There are very few ludic sequences in this interactive experience that one might point at and ridicule as non-artistic. The places where these sequences exist are very feasible, dark and almost humorous. Honestly, each one evokes a number of emotions for anyone that might have a similar experience. There is the party scene where you have to find the toilet before the timer runs out and you vomit where you are standing from over-indulging. Your character dances some and tries to buy another drink, but is flagged by the bartender. Granted, I’ve never been there, but I have certainly ended a couple nights of drinking over a toilet. As Caroline stumbles around, the room seems to spin and undulate as the music booms and the haze of the alcohol closes in around her. I have never felt so claustrophobic in an open setting before.
Another sequence features Caroline at work where she sees a few options that suit her better than getting her work done. She could move over to a personal computer where a fresh game of Arkanoid awaits, or she can sneak a few drinks in from her personal stash of whiskey in one of her drawers. After playing a little arkanoid and downing my drinks, I am ready to try sneaking out of the office, it seems. Just don’t get caught by that douchey little prick Keith. The fucker is patrolling the hallway, making this a tense scene where you realize just how deep into depression and desperation this woman has fallen. She is ready to risk her own livelihood just to sneak out and have some alcohol. It is sad and frightening.

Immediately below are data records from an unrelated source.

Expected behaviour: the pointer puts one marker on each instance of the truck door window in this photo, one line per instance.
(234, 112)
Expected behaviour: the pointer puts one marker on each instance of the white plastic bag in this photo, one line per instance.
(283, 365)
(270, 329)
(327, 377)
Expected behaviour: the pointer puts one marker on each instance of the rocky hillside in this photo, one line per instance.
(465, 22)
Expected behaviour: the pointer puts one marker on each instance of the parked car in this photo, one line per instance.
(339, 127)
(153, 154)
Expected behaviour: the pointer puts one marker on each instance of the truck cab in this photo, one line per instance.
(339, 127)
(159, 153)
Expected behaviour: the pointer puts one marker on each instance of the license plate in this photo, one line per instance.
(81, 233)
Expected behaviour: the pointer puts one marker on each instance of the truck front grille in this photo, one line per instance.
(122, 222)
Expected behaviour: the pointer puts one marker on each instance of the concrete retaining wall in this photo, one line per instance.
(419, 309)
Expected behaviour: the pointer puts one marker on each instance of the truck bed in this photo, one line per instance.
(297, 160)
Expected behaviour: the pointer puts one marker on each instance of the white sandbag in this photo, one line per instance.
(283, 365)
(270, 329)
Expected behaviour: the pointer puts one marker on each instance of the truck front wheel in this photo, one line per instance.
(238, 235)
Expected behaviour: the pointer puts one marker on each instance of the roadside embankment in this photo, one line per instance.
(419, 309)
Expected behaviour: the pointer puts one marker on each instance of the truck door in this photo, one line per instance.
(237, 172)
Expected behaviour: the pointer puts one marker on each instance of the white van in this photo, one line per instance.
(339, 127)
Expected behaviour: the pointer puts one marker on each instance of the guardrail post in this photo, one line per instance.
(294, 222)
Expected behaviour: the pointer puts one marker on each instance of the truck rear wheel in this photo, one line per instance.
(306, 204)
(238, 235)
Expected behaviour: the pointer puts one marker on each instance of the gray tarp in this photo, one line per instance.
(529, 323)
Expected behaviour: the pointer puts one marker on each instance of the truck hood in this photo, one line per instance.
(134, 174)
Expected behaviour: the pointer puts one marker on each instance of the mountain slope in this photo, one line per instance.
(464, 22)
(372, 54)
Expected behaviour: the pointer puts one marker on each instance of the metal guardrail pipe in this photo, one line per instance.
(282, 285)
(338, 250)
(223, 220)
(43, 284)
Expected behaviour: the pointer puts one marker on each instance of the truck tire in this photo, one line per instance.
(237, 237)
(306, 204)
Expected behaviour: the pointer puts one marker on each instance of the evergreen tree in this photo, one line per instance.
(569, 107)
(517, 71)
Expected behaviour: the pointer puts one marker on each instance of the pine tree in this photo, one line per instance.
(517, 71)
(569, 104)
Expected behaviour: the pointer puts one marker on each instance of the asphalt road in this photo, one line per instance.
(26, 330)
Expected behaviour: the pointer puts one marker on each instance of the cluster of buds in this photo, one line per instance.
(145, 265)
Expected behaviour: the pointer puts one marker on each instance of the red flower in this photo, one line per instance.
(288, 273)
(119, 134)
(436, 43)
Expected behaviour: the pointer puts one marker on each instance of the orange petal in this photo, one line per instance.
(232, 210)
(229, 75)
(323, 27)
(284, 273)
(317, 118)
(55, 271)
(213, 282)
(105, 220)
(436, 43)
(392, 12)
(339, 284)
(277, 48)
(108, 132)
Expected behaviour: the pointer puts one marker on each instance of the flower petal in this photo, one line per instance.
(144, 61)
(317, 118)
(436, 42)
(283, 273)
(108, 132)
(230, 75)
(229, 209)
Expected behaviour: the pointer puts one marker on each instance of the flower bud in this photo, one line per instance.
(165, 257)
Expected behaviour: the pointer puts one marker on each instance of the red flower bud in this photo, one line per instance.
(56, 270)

As you make your way out to the stairway, you see a man cast you an impassive glance as he continues up to the roof. Extremely unsettling. You have the option to pursue your vice to the bar below the office, or pursue the curious man up to the roof. These choices decide how the rest of your day goes and, invariably, the rest of your life. Without spoiling too much of the ending, should you go up to the roof, you pick up pieces of this man’s life and discuss with him in an attempt to bring him back from the brink. I have had a number of friends that contemplated suicide and even had to call the police to intervene on one occasion. Talking someone back from the edge is difficult, especially when your immediate plans were to just go get wasted during the work day and tap out.
Everything about this experience speaks to how video games are truly art. Perhaps the interpretation of ludic games vs. artistic works is a little undefined, but there is definitely something more to these pieces than irrelevant critics of other artistic media are willing to admit. The fact is that art evokes emotions and makes you consider yourself in a new lens, one you might not have otherwise entertained. 4PM is a testament to videogames as a method of conveying that level of experience. Sometimes it is not enough just to see something happen on a screen, because you can walk away from that experience. I can watch a movie like 12 Years a Slave, be deeply affected by the story of Solomon Northup and be brought to tears. But in the end it is a movie and I can walk away from that. Although 4PM is about a woman dealing with grief, it is powerful, not because it challenges anything in society, but because it challenges me. Because it is an experience that I have, and an experience in which I participate is something I cannot just walk away from. Such an experience, real or virtual, is one that I will take as a part of myself for the rest of my life. This experience is 4.99$ on Steam.
The only thing that I really found problematic about this game is, depending on the choices you make and what you do in the game, your ending might differ from the one suggested in the game’s tutorial.